Christmas Newsletters, Medieval Style

Ah, the annual Christmas newsletters people send out this time of year. You probably thought they were a recent development, but naturally, you’re dead wrong, because I’ve discovered one from 1483, which bears every mark of having been written by Richard III’s wife, Anne Neville. And who knows? There might even be one from the fourteenth century, from Queen Isabella herself, appearing on this blog in the near future.


Another year almost over! Who could have guessed that 1483 could have passed so quickly? Well, time flies when you’re having fun, they say!

First, the big news. Richard got a new job! It involves a lot more prestige and rewards, but also a lot more responsibility, so he wasn’t really sure whether he wanted to take it or not. But after talking it over with family and friends, he decided to go for it, and so he did! There were a couple of minor obstacles in the way, but they weren’t as hard to get around as he thought they would be at first. Anyway, he’s been in his new position since July, and though he’s not one to brag, we think he’s doing a pretty good job in it. Some of the old staff didn’t care for him taking over, it’s true, but some people just don’t like change, even when it’s good for them. We know they’ll adjust.

The only bad thing about the new job is that it requires Anne to do a lot of entertaining, so she had to move to London with Richard and leave little Ned up north with Anne’s mum. We really miss them both, but Ned is doing well. Now that it looks as if he’ll be going into the new “family business,” he’s got a lot of learning to do anyway.

Anne’s mum is such a card, by the way! When she heard about Richard’s new job, she said, “Well, maybe now you can spare me an acre or two, the pair of you!” She’s so funny, she makes the north seem a little warmer just by being there.

Richard’s mum is doing well too. There was a bit of a dust-up when she heard of some foolish gossip about her just before Richard got his new job, which some very silly people blamed on Richard himself! But everything’s been smoothed over now, and she’s back to praying at Berkhamsted just as if nothing ever happened at all. She tells Richard that she prays for him more than ever now, and we certainly do appreciate that.

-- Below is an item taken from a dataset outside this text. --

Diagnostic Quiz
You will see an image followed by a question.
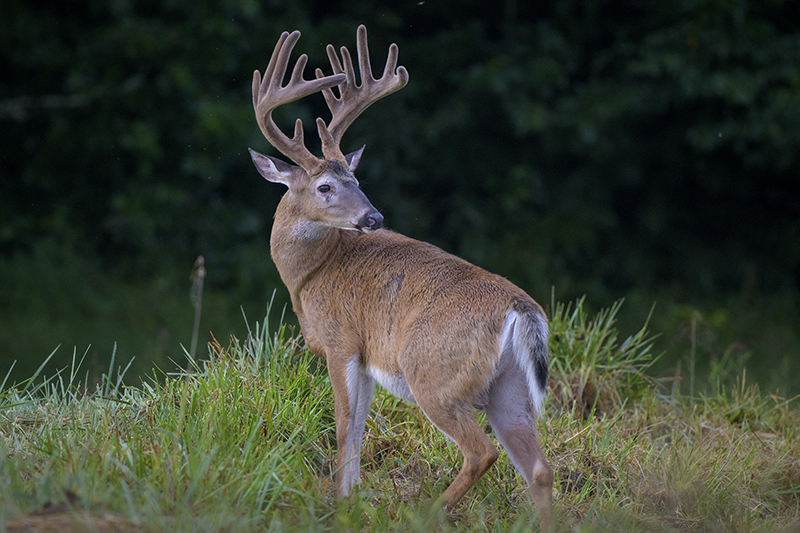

Anyway, we’re adjusting pretty well to Richard’s new job and to our new digs in London. Anne wants a little company there, so we’re trying to get Richard’s niece Elizabeth—you remember that pretty girl whose father was always trying to pinch someone’s arse—to come join us there. It’s a delicate situation because her mother is VERY overprotective and has her nose out of joint for some reason too. But Richard says that he thinks he can sweeten her up for the right price. We certainly hope so, because if he doesn’t, Elizabeth just might get fed up and marry this dreadful man named Henry who’s been after her hand. His mother (the Henry creature’s, that is) used to be positively underfoot here in London, trying to get her precious Henry a position, and to hear her talk her darling boy could do Richard’s job just as well as he could. The very nerve! We don’t envy her husband one bit—how many times can you say, “Yes, dear,” in an evening? But she’s back at home where she belongs now, and it doesn’t look as if we’ll be hearing anything from her and her precious son any time soon—which is just another Christmas blessing!

The best to you and yours this Christmastide.

Richard and Anne

15 thoughts on “Christmas Newsletters, Medieval Style”

  1. Gorgeous! 🙂 I can’t imagine why Elizabeth’s mother might have had her nose out of joint – so protective, these women can be. And a delightful little snippety snippet about Margaret Beaufort – yes, amazing woman, but I DO imagine she’d be rather difficult to live with.

  2. Christy K Robinson

    December 2008
    Dear family and fiends (I mean friends),
    This was a banner year for your sister/niece/aunt/cousin/daughter, as she met, in cyberspace, several authors and historians. They are fascinating, intellectual, and funny people. (Writers are wickedly disrespectful people who I admire enormously.) Among them was Susan Higginbotham, whose book “The Traitor’s Wife” finally came off the Amazon wishlist, made it into the TBR stack, and in spite of several minor traumas interrupting, was read and enjoyed in August and September. I actually finished reading it while waiting for the lab tests to come back on one of those traumas. As you see by this letter, I lived.
    All else is well, and I pray that your 2009 will be one of fulfilled resolutions, peace, and satisfaction.
    With affection,
    Christy and fur-children

  3. Susan Higginbotham

    Thanks! (Sorry it took me so long to moderate a couple of you–Blogger didn’t send me a notification. Bad Blogger!)

    1. I loved it! Cracked up laughing…and unfortunately was drinking coffee at the time. Enjoy the Christmas season, Susan!

  4. Fabulous. I was about in tears laughing while reading this. My husband wondered what on earth I was reading.